GM: You have some incredible Black women in your life, starting with your mom, Belzie. In the essay “Sister, Sister,” you reckon with your male privilege. Was that a tough thing to do?

BP: I need to stop writing about my mom. She Googles herself now. I’ve created a monster.

Honestly, I don’t think anyone likes to “wrestle with their privilege” or even interrogate it. It doesn’t feel good! So you can’t “tsk-tsk” white people for their privilege if you’re not willing to at least acknowledge your own. I’ve had plenty. The one I’ll never shake off is male privilege.

You can’t ‘tsk-tsk’ white people for their privilege if you’re not willing to at least acknowledge your own.

The essays where I gripe about my love life felt like the setup to a punchline where you widen the shot to reveal a row of exhausted Black women side-eyeing me, and wondering if this fool is serious. (That might still happen.) I’ve had enough Black women in my life to at least glimpse this massive chasm and it felt wrong not to at least mention it.

GM: 2020 was one hell of a year. What has writing about that journey been like for you? 

BP: Groan. Exhausting! I’m sure a pithier version of the book would exist if the summer of 2020 didn’t happen in the middle of my writing it. It was overwhelming in a lot of ways. For a while there, I was just looking to burn bridges, ha. On paper, via email, in person. I wanted to yell at someone. Anyone! Like, please, tell me you’re calling the cops on me, Amy Cooper, watch me emotionally eviscerate you into a puddle. 
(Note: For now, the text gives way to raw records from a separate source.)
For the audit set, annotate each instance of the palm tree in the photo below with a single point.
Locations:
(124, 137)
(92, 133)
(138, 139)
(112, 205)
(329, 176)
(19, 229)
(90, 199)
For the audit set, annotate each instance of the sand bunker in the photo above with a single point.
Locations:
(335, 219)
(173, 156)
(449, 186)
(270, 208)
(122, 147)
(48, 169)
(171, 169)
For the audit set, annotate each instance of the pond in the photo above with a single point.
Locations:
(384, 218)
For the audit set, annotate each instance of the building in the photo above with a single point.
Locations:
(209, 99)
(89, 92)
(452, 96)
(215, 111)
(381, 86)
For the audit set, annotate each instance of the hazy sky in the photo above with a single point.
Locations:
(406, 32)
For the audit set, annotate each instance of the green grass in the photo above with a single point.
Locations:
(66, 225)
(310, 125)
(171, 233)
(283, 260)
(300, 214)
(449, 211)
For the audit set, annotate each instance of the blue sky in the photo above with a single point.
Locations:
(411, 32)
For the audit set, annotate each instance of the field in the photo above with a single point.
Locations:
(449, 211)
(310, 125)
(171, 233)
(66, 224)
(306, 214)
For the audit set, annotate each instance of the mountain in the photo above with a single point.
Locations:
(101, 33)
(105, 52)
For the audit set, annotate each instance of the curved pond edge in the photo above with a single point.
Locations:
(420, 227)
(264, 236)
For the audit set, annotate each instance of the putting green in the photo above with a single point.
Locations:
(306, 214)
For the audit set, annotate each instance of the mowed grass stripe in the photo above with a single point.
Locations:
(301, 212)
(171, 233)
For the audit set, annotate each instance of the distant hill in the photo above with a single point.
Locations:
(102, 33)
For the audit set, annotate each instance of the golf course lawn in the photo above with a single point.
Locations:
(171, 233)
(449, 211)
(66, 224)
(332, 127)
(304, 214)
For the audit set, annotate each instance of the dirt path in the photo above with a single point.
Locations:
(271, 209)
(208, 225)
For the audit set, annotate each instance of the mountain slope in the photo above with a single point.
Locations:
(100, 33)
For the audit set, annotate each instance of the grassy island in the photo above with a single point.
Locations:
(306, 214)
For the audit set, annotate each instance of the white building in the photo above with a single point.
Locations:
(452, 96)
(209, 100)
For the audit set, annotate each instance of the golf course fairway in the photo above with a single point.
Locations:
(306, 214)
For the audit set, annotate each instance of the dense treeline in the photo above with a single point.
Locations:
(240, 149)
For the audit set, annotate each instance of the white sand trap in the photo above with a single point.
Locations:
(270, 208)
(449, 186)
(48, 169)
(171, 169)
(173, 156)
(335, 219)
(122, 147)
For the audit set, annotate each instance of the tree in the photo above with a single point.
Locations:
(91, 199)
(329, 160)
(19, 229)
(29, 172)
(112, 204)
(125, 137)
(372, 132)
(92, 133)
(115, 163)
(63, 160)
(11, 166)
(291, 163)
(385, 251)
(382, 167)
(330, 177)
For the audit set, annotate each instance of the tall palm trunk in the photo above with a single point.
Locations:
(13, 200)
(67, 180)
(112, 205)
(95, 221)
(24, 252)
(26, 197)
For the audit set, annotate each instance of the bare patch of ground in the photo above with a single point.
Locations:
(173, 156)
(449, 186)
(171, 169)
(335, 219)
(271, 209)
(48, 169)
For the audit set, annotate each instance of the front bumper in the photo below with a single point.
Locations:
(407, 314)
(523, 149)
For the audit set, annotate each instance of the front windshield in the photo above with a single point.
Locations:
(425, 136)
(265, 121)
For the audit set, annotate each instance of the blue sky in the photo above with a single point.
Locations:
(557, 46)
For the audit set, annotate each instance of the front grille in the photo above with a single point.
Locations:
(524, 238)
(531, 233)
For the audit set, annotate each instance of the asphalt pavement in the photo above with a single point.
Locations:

But while anger is fun to ride (and write), it’s not very productive beyond the immediate catharsis. It’s kind of like putting any underlying thought in bold+underline+italics. It just covers the content you’re trying to get across. I couldn’t write an Angry Book—it would desiccate me—but I did manage to write a book with a couple of angry chapters in it.

GM: You describe the book as a “tell-some, not a tell-all.” In this book where so much about your life is on the table, what were some of the things you wouldn’t write about? 

BP: Hmm. My current relationship. My last conversation with my dad. Trying to make it as a screenwriter. (I’m not coy about it; it just felt like a massive tangent.) Some racist encounters that were just kind of boring. Some bridges were too dull to even bother burning. How terrified I am that this, writing as a career with a credit score of three digits, is all going to go away in the blink of an eye. Snakes.

GM: What’s your take on social media as a writer? We should note that you are verified on Twitter, you bastard.

BP: That blue checkmark both means nothing and people are despondent when it goes away, ha. I probably would be too, to be honest. But I at least try to remember that it’s all just 1s and 0s in our phone and not to take it too seriously? My followers count also plateaued at around 6K, so luckily the publisher never puts too much weight into it when they buy one of my books. This guy ain’t no influencer, thank God.

I don’t think social media has changed my writing habits too much beyond the absolute cringe of mandatory self-promotion. I block liberally; I only engage if I feel like it; I tell Ted Cruz he sucks regularly. It’s all about striking that healthy balance.

I remember making a joke about Rory Gilmore from Gilmore Girls being a literal bastard once and a very nice mom replied something like, “What does this say to the single parents of your readers?” I blocked her right away. Like, no. I’m not getting into a serious exchange about this because you process jokes from the great internet abyss as commentary on your life, Helen. You live inside my phone; I don’t live inside yours.

GM: I know a lot of the book was written during the Trump era. Are you feeling more optimistic now that we have Biden in office?

BP: I am! I am feeling more optimistic with Biden in office than Trump. It feels like the least controversial statement in the world but people get mad about that sentiment, too!

“The Democrats suck, too!” “Now’s not the time to get complacent!” It’s like going “Hurray! My arm isn’t on active fire anymore!” and having someone answer, “Ok, but have you even checked your cholesterol lately?”